三姑家在村中间,离芹儿家不远,走路五分钟就到,是三间砖瓦房,比一般人家的土坯房气派,门口种着两棵月季,开着红红的花,看着就喜庆。
可芹儿走得特别慢,一步挪不了三寸,心里像揣了只兔子,怦怦直跳,跳得她心慌,跳得她腿软,跳得她想往回跑。
她长这么大,还从来没跟陌生男人单独见过面,更别说相亲了。一想到要跟一个陌生男人面对面坐着,被人家打量,被人家评头论足,她就紧张,就害怕,就想找个地缝钻进去。
走到三姑家门口,她站了一会儿,深吸了一口气,又深吸了一口气,吸了第三口气,才鼓起勇气,推门进去。
三姑正在院子里摘菜,菜是韭菜,刚从地里割的,绿绿的,带着露水。看见芹儿来了,赶紧站起来,在围裙上擦了擦手,"哎哟,芹儿来了,快进屋,快进屋,德顺已经到了,在屋里等着呢。"
芹儿的脸更红了,红得像熟透的西红柿,红得像要滴血,低着头,跟着三姑进了屋。
屋里坐着一个男人,背对着门,正在喝水,水是白开水,倒在一个粗瓷碗里,碗沿上还缺了个口。听见脚步声,他转过身来。
芹儿抬头看了一眼,又赶紧低下头,脸烫得像火烧,心怦怦直跳,跳得她都能听见自己的心跳声。
那个男人高高大大的,比她高一个头还多,皮肤黑黑的,像炭一样黑,方脸,浓眉,眼睛不大,可挺精神,眼珠子黑黑的,亮亮的,像两颗黑葡萄。穿着一件洗得发白的灰布褂子,褂子上补了个补丁,在胳膊肘上,可干干净净的。裤子是蓝布的,也补了个补丁,在膝盖上,可整整齐齐的。脚上穿着一双解放鞋,鞋是旧的,鞋底都磨薄了,可刷得干干净净,鞋面上一点泥都没有。

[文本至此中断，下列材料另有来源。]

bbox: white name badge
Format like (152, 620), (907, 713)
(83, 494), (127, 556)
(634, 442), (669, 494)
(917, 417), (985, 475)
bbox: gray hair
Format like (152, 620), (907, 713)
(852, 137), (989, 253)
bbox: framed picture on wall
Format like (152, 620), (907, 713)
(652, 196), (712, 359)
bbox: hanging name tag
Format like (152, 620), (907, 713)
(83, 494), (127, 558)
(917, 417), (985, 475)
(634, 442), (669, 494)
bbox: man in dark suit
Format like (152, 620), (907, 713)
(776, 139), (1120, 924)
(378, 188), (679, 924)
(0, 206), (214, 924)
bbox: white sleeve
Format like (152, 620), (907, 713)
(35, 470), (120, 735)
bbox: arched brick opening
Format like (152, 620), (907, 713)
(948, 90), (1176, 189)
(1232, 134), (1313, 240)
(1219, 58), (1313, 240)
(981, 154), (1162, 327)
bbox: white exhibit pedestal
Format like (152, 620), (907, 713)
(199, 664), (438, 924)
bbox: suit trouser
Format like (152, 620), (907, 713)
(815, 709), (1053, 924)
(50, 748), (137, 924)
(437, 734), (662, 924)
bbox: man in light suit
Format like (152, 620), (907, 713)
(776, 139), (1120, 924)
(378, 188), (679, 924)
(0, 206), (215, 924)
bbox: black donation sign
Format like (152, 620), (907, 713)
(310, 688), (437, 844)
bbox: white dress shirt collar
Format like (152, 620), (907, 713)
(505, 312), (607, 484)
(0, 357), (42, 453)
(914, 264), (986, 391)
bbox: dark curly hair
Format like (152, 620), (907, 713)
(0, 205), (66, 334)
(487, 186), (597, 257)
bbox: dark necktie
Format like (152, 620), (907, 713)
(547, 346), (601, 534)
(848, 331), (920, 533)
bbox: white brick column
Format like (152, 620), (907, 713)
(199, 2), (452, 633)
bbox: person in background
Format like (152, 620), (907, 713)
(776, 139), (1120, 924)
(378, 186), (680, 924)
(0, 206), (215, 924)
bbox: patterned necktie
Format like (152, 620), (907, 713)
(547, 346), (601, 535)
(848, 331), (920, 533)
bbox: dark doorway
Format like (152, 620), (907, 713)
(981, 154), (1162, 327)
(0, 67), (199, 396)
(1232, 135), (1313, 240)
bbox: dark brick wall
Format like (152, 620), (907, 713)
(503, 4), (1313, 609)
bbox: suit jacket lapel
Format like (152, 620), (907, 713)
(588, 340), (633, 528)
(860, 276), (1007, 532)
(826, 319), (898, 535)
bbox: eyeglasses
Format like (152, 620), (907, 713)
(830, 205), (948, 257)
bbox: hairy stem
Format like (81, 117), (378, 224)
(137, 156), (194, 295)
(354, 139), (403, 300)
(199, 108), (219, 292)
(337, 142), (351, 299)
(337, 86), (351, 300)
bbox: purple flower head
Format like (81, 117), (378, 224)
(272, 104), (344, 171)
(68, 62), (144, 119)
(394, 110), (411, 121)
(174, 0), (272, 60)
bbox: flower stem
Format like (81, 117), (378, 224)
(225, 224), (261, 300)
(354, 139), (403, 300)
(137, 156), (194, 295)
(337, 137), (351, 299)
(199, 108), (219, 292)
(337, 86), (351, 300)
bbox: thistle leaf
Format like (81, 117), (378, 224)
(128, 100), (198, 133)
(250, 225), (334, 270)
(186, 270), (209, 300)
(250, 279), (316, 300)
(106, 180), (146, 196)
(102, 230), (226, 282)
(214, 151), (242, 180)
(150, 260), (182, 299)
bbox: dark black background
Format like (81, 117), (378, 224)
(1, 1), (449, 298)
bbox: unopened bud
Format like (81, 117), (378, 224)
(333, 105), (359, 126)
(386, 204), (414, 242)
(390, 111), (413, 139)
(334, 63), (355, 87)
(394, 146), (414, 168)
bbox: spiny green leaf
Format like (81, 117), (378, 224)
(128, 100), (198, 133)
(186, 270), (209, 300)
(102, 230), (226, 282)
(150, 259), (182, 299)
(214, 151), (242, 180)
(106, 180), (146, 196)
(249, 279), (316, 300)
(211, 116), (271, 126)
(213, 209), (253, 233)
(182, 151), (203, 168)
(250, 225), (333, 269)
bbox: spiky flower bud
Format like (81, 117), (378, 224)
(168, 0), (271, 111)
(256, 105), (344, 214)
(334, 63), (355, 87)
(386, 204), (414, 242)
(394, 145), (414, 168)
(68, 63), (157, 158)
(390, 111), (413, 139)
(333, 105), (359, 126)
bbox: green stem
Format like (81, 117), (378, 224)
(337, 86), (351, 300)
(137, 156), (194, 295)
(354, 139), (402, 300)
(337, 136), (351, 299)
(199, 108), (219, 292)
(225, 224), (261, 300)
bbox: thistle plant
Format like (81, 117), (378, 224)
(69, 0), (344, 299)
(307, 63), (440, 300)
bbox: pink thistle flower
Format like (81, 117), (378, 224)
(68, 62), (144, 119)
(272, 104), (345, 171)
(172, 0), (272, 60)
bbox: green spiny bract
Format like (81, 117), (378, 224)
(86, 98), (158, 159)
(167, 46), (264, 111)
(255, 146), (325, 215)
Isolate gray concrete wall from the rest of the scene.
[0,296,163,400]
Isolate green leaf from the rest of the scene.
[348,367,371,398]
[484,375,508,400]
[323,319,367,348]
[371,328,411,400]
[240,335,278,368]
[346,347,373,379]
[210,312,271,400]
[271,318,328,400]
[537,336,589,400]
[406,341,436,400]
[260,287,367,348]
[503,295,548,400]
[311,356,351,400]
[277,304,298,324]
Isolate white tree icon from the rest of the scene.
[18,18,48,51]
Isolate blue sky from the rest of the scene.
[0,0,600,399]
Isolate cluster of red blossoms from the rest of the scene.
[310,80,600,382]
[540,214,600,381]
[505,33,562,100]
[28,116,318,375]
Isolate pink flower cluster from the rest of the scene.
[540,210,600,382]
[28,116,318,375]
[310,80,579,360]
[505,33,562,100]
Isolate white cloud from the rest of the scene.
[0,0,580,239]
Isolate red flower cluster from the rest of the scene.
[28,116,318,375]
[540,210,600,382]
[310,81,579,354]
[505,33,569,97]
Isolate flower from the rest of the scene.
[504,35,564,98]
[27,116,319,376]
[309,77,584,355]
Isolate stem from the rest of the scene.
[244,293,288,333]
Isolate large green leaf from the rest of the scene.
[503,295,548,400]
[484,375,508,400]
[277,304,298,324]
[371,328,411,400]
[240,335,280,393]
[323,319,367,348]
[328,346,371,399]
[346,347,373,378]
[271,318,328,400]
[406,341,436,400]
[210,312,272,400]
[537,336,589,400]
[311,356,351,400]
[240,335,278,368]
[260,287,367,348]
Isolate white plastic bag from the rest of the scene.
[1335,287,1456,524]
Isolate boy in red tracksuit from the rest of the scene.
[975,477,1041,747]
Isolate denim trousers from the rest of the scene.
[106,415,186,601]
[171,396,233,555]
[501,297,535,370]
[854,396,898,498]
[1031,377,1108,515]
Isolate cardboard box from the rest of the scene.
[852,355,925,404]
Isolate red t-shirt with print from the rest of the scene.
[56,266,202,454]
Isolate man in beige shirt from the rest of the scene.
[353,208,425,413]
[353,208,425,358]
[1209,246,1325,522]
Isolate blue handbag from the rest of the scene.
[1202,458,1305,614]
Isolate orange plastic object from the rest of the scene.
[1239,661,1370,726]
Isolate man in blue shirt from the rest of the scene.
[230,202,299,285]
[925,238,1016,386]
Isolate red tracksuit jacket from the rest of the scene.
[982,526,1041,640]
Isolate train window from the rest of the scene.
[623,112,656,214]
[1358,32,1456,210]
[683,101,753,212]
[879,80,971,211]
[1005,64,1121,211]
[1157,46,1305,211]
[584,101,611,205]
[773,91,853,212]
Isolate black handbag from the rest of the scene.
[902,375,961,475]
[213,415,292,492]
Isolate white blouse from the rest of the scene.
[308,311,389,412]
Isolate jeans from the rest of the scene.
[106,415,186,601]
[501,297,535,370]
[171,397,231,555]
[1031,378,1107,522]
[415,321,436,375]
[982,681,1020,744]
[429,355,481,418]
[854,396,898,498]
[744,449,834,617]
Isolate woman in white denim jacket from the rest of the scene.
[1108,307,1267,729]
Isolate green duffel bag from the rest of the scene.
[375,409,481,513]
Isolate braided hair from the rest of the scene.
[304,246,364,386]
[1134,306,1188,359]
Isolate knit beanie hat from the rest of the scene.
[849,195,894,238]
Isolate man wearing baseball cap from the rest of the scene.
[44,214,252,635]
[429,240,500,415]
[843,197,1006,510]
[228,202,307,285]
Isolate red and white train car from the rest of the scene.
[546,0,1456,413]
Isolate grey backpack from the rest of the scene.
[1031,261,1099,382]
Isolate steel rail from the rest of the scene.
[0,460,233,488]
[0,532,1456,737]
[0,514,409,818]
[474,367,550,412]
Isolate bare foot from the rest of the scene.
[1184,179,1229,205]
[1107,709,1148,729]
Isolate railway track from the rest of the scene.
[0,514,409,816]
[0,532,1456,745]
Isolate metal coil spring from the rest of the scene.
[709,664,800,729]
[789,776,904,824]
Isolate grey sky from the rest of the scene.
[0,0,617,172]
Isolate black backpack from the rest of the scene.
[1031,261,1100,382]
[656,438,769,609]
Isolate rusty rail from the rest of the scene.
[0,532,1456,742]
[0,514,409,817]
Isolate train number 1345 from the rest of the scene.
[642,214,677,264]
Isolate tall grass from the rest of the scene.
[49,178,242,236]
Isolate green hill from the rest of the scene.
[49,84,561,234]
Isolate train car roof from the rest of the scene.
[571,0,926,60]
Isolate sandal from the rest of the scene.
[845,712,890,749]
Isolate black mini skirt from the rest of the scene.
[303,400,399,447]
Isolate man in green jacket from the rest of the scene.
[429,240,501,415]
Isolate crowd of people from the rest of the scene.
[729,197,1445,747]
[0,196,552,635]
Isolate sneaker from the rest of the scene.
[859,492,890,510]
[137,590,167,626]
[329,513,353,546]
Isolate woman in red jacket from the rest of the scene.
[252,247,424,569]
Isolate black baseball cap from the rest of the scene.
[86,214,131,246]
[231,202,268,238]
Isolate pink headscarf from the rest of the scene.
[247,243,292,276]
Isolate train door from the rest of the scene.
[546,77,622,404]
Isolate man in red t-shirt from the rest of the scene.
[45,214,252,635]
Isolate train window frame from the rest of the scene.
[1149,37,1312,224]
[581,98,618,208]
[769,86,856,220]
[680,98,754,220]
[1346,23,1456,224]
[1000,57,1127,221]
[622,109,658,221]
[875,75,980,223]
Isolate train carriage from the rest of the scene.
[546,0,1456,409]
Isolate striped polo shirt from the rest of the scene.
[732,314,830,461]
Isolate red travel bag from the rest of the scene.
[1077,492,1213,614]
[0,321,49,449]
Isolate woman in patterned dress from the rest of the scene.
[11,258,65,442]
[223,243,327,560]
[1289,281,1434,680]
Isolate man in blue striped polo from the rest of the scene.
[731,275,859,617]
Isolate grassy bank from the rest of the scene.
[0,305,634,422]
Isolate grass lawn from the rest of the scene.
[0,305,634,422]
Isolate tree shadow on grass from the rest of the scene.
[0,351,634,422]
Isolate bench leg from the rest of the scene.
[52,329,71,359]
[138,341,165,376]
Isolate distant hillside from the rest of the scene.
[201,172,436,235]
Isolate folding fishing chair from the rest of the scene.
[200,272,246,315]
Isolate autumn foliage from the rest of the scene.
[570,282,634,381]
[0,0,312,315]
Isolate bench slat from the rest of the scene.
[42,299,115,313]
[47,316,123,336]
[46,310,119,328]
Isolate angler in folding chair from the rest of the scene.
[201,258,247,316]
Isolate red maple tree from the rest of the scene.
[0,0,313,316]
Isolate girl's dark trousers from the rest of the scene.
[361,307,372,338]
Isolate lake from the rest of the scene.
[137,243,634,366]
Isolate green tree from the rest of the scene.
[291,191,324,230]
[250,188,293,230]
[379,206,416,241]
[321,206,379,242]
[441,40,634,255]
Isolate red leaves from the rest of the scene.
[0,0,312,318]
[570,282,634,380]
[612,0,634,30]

他看见芹儿,也有点不好意思,挠了挠头,手在褂子上蹭了蹭,站起来,"你……你好。"
芹儿小声说,声音小得像蚊子叫,"你好。"
三姑在旁边笑,笑得满脸皱纹都舒展开了,"行了行了,都别站着了,坐,坐,坐下说话。"
两个人坐下了,中间隔着一张桌子,桌子是木桌,旧了,桌面上坑坑洼洼的,刻满了字。谁也不说话,气氛有点尴尬,有点沉闷,像凝固了似的,只有墙上的挂钟在"滴答滴答"地响,一声一声的,像在数着时间。
三姑看了看这个,又看了看那个,笑了,"你们俩啊,都别不好意思,有啥话就说,相亲嘛,就是互相了解了解,有啥问啥,别憋着。德顺,你是男的,你先说。"
德顺挠了挠头,手在褂子上蹭了蹭,脸也红了,红得像熟透的西红柿,"那个……我叫德顺,今年二十三,家里就我和我娘两个人,我爹前几年没了,得肺病死的。我在镇上的建筑队干活,搬砖和泥,啥都干,一天能挣两块钱,管一顿午饭。"
芹儿低着头,听着,手指头绞着衣角,绞来绞去的。
德顺又说,"我……我没啥本事,就是有力气,能干活,不偷懒,不怕脏不怕累。我不抽烟不喝酒不赌博,脾气也好,从来不跟人吵架,跟谁都和和气气的。你要是嫁给我,我肯定对你好,不让你受委屈,不让你挨饿,不让你受冻,我挣的钱都交给你,你说了算。"
芹儿的脸更红了,红得像要滴血,还是没说话,只是低着头,绞着衣角。
三姑推了推她,"芹儿,你也说两句啊,别光听人家说,你也说说你的情况。"
芹儿抬起头,看了德顺一眼,又赶紧低下头,声音小小的,像蚊子叫,"我……我叫芹儿,今年十八。我脑子慢点,算数算不清,背书背不出,可我能干活,做饭洗衣服喂猪下地都行,缝衣裳纳鞋底也会。我也不偷懒,你让我干啥我就干啥,我不怕脏不怕累。"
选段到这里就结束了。